For those of you lucky enough to be at Kauffman Stadium on Friday evening or if you were watching the stream, an amazing tribute was paid to Ned Yost before the Kansas City Royals played their final home series of the 2019 season against the Minnesota Twins. I was not expected to be moved, but the franchise did a magnificent job of showing their appreciation for his years of service. I’m not crying, you’re crying!
From the video package that showed his first day as manager through the playoff runs to the last week, the diamond necklace given to Yost’s wife Deborah, Alex Gordon and Danny Duffy presenting the framed cards of the players he managed, the crystal acknowledging him as the winningest manager in Royals history and finally Salvador Perez driving out the new Polaris Ranger, the Royals showed that despite their record they are a world-class organization.
It was wonderful to see Ned’s family out on the field soaking in the admiration while wearing his jersey. Ned took the microphone and delivered a simple but great speech letting the home crowd know how much he loved them and his time in Kansas City.

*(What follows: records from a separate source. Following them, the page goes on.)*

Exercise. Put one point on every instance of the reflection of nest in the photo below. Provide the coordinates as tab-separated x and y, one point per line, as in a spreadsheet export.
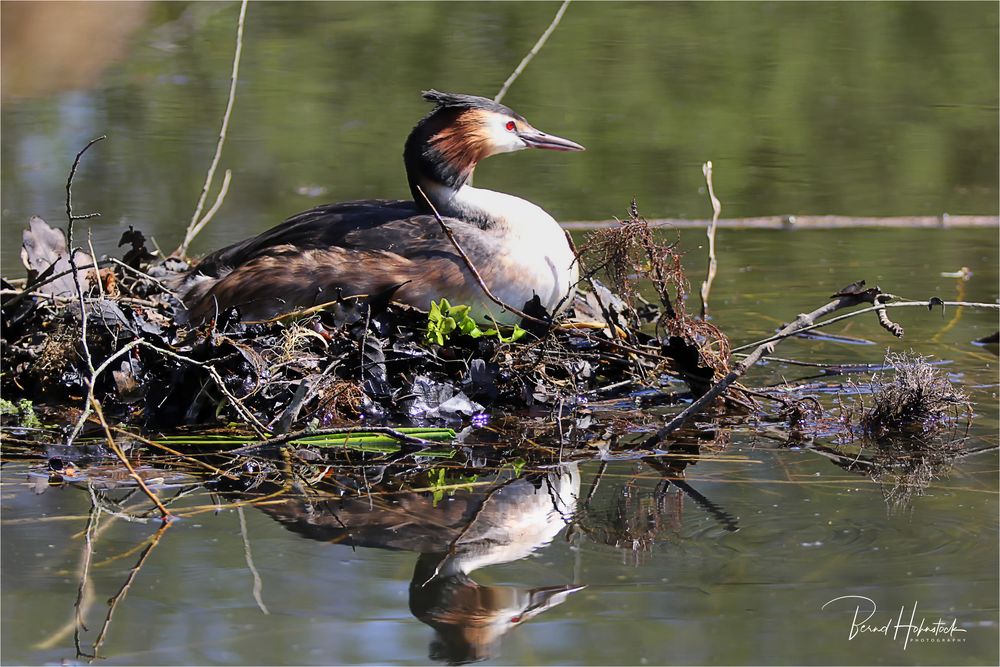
904	471
634	519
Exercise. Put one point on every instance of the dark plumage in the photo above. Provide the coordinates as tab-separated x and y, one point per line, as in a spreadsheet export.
364	247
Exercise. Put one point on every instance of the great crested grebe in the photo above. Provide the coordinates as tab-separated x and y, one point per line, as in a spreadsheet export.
364	247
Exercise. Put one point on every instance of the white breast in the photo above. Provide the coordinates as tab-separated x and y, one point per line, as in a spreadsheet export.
534	256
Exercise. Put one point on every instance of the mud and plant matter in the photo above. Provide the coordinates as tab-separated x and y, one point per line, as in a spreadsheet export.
91	345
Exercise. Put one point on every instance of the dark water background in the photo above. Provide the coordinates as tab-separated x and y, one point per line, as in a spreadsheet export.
819	108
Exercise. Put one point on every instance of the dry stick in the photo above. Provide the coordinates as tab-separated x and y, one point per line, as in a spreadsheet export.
706	286
531	54
239	407
123	591
116	448
71	218
182	456
257	584
870	309
83	600
801	323
198	223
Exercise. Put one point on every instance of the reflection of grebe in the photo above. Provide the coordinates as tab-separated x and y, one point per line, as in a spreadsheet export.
364	247
500	524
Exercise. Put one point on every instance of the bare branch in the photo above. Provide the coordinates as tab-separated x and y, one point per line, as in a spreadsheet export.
706	286
531	54
472	267
197	222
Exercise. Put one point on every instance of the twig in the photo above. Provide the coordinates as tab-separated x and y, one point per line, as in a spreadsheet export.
69	193
197	222
801	323
870	309
706	286
83	592
237	405
257	584
806	222
472	267
71	218
116	448
194	231
531	54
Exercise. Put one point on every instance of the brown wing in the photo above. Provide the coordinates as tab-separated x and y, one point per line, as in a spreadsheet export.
344	225
292	266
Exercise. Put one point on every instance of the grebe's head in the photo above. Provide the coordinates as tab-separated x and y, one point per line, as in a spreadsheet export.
461	130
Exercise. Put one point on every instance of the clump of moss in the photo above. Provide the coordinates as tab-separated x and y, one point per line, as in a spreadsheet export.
915	397
23	412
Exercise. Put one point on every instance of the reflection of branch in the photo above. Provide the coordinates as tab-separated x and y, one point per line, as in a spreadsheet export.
237	405
531	54
472	267
84	594
257	584
123	591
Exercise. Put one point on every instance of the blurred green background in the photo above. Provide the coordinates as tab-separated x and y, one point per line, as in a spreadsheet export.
804	108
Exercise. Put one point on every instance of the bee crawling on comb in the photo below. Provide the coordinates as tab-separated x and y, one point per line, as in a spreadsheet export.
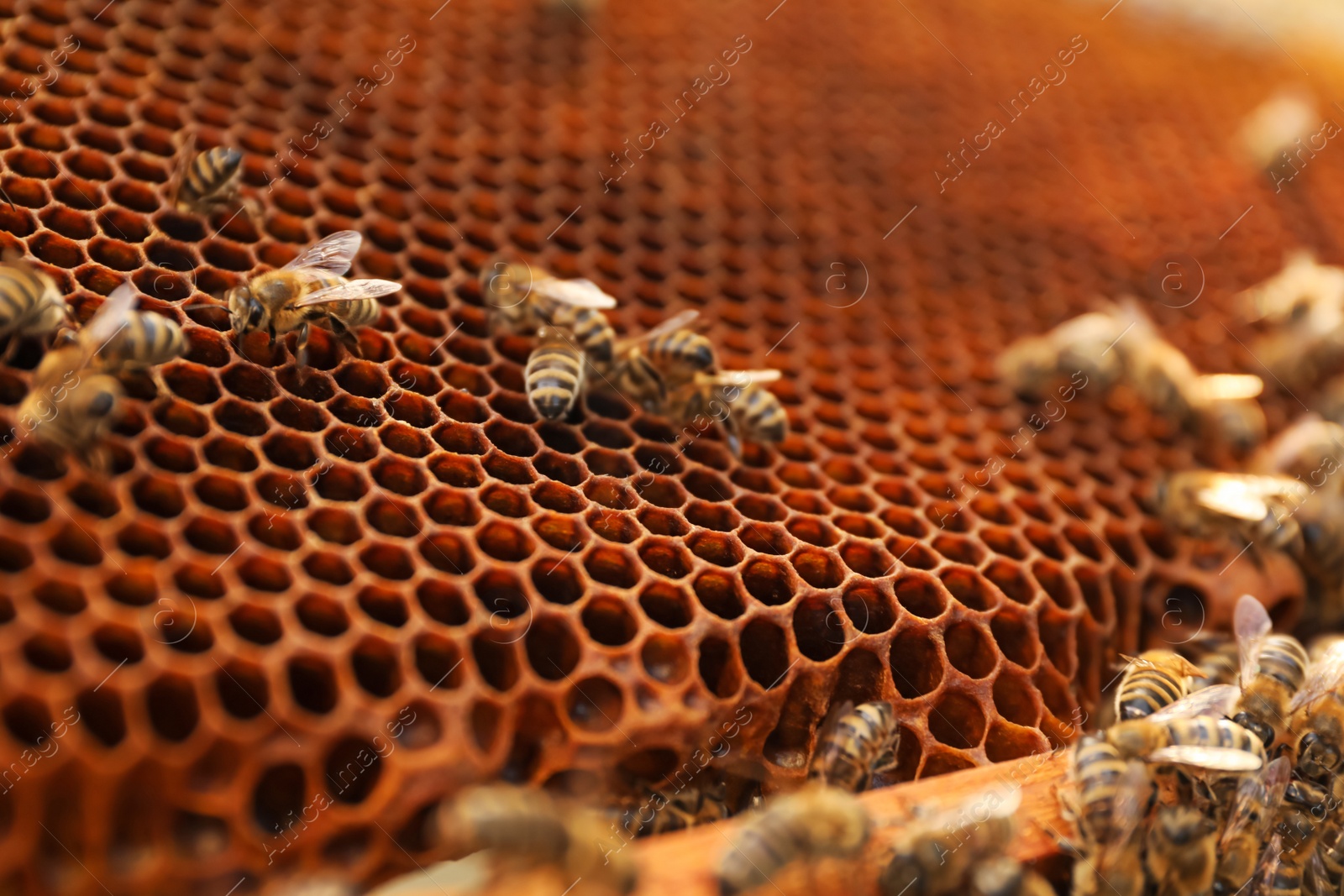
307	291
205	181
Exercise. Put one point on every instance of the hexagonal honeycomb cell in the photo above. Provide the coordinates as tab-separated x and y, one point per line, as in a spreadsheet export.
333	597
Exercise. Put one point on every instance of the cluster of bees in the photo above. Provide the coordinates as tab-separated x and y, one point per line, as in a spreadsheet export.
1287	496
1120	344
74	401
671	369
523	831
1179	795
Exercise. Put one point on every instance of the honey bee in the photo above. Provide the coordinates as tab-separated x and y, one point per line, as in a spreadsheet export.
555	374
1191	732
30	302
1081	345
522	301
936	855
1218	661
1182	852
1310	450
1005	876
858	743
1330	403
1294	291
309	291
210	181
1258	510
1317	647
526	828
1106	801
140	340
737	399
1301	825
1247	821
1328	875
1216	405
73	402
664	359
1223	407
1317	712
1321	523
676	810
1273	668
1152	680
810	824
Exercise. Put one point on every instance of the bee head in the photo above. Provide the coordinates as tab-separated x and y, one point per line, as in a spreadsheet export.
1316	758
1263	731
245	312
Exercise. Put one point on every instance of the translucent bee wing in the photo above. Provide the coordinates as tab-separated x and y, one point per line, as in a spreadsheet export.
824	732
1315	878
1214	700
1221	387
1234	500
349	291
582	293
1324	676
1260	793
1129	805
1213	758
331	254
1268	866
672	324
1252	624
746	378
108	320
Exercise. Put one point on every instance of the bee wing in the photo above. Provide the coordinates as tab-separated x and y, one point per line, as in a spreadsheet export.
349	291
1218	387
584	293
1214	758
1233	500
1214	700
1252	624
1257	794
1324	674
675	322
108	320
331	254
1268	864
828	727
746	378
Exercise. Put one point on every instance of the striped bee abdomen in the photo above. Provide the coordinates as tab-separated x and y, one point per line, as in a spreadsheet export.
591	329
1152	681
1284	658
1100	772
29	301
210	172
554	374
680	354
862	743
145	340
763	414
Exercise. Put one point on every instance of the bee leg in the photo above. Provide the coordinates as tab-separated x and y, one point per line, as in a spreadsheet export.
302	355
160	383
252	207
347	338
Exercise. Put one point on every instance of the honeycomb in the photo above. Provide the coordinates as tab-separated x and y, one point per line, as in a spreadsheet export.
302	609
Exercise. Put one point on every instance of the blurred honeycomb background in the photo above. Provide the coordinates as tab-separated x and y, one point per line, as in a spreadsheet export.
300	610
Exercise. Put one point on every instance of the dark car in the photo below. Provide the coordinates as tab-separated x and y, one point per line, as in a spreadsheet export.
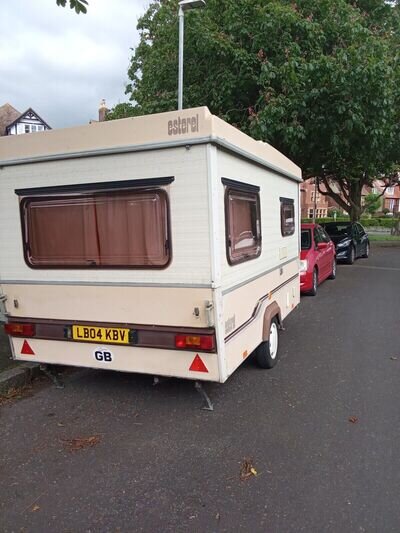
350	238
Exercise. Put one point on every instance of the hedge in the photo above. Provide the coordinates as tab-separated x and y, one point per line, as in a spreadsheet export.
367	222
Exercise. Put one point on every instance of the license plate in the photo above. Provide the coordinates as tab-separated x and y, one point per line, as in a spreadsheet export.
100	335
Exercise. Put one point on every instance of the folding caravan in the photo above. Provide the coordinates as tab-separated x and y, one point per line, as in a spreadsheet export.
165	244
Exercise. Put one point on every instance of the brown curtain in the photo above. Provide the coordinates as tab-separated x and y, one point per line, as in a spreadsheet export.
243	232
124	229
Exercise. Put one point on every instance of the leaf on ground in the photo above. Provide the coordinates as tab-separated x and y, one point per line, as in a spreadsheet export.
247	469
14	394
81	443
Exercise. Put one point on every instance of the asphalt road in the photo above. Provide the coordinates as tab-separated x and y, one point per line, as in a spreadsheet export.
164	465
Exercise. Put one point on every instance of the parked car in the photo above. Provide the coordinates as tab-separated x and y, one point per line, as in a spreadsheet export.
350	238
317	258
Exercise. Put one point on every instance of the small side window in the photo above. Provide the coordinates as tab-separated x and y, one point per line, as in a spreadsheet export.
287	217
243	224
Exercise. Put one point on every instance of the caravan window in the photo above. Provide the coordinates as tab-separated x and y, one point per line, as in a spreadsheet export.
243	225
287	217
125	229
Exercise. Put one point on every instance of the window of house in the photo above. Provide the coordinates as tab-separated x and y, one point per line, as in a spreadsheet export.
242	222
126	229
313	196
287	217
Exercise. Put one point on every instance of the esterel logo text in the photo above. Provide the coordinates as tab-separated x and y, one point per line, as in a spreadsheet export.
180	126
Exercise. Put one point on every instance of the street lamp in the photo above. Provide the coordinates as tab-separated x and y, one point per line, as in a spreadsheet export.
183	6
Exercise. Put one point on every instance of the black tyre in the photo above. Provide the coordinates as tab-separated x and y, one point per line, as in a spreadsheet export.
267	352
333	273
366	253
313	290
352	256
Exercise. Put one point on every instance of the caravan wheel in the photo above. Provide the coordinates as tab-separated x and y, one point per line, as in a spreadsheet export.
267	352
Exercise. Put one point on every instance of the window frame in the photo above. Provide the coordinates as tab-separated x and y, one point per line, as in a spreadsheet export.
91	192
285	202
244	189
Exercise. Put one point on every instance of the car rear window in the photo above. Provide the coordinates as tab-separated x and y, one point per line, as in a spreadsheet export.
305	239
115	229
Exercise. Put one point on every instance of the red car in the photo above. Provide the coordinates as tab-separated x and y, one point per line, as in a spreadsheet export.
317	258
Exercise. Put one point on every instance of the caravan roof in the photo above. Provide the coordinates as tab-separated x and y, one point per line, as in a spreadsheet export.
163	130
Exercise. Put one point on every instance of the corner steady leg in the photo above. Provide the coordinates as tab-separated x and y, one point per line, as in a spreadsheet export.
208	405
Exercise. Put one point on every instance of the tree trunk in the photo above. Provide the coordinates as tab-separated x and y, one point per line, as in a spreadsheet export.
356	209
355	213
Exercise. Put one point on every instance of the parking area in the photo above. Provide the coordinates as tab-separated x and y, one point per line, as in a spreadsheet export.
320	430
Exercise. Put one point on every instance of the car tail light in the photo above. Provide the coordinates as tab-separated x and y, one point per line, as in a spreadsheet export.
20	330
199	342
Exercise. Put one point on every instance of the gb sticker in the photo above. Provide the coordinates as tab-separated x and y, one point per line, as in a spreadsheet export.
103	355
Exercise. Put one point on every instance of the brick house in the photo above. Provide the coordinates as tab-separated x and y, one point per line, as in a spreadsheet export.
390	198
12	122
307	200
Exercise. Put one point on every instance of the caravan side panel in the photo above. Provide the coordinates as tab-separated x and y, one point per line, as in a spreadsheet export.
249	287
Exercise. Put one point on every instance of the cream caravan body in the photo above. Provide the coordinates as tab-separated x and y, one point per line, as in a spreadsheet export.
163	244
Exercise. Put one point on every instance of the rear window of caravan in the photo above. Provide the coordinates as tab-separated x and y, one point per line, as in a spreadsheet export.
243	225
287	217
125	229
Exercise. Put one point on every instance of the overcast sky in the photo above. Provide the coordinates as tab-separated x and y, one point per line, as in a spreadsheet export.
62	64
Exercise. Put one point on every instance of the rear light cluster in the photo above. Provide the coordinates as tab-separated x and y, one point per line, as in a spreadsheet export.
197	342
20	330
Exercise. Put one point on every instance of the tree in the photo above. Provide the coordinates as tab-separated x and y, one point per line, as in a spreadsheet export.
318	79
78	5
372	202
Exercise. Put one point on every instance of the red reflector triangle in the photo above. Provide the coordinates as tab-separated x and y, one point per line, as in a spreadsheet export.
198	365
26	349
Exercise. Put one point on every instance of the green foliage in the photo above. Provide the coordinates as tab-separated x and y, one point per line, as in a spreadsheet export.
78	5
123	110
372	203
318	79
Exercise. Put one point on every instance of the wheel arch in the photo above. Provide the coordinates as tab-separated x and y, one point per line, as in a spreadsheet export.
272	311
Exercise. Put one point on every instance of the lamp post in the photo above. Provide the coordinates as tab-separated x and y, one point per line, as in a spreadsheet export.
183	6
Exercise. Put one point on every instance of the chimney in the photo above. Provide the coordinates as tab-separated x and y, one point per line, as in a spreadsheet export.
102	110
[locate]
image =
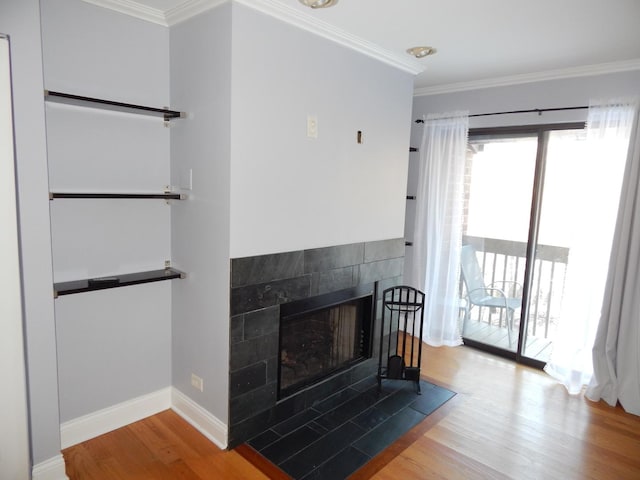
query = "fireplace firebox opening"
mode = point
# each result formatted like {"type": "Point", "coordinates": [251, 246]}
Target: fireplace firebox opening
{"type": "Point", "coordinates": [322, 335]}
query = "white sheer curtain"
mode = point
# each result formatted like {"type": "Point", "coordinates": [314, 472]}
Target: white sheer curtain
{"type": "Point", "coordinates": [608, 130]}
{"type": "Point", "coordinates": [616, 352]}
{"type": "Point", "coordinates": [438, 225]}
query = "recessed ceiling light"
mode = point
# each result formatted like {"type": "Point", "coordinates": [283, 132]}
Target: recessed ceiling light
{"type": "Point", "coordinates": [421, 52]}
{"type": "Point", "coordinates": [319, 3]}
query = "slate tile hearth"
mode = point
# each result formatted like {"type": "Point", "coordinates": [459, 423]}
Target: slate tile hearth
{"type": "Point", "coordinates": [339, 435]}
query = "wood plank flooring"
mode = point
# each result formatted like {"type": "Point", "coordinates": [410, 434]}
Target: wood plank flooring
{"type": "Point", "coordinates": [507, 422]}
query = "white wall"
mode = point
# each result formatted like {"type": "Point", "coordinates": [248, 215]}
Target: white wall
{"type": "Point", "coordinates": [14, 441]}
{"type": "Point", "coordinates": [201, 86]}
{"type": "Point", "coordinates": [290, 192]}
{"type": "Point", "coordinates": [113, 345]}
{"type": "Point", "coordinates": [21, 20]}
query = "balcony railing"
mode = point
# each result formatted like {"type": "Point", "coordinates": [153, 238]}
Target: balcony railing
{"type": "Point", "coordinates": [505, 260]}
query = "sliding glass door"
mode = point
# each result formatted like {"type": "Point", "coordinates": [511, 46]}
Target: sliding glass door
{"type": "Point", "coordinates": [539, 219]}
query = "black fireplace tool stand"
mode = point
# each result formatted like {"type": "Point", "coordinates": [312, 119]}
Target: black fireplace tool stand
{"type": "Point", "coordinates": [401, 323]}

The number 3 painted behind home plate was a nice touch as well.
Thankfully, Yost decided earlier in the week to announce his retirement so he could show his appreciation to the Kansas City fans in the last series. That gave the organization time to put together this ceremony and let him know how much they and the fans are grateful for what he did.
This reminds me of a quote from my 1985 VHS “The Thrill of it All” Kansas City Royals season-in-review tape. Gene Mauch, manager of the California Angels, comments before a crucial series at the end season against the Royals when there was only a one-game difference in the top of the standings between the two teams, “If you don’t like this, you don’t like baseball, you don’t like life.” That is exactly how I feel after watching Yost’s ceremony. Thank you, Ned, for your decade of service and leadership.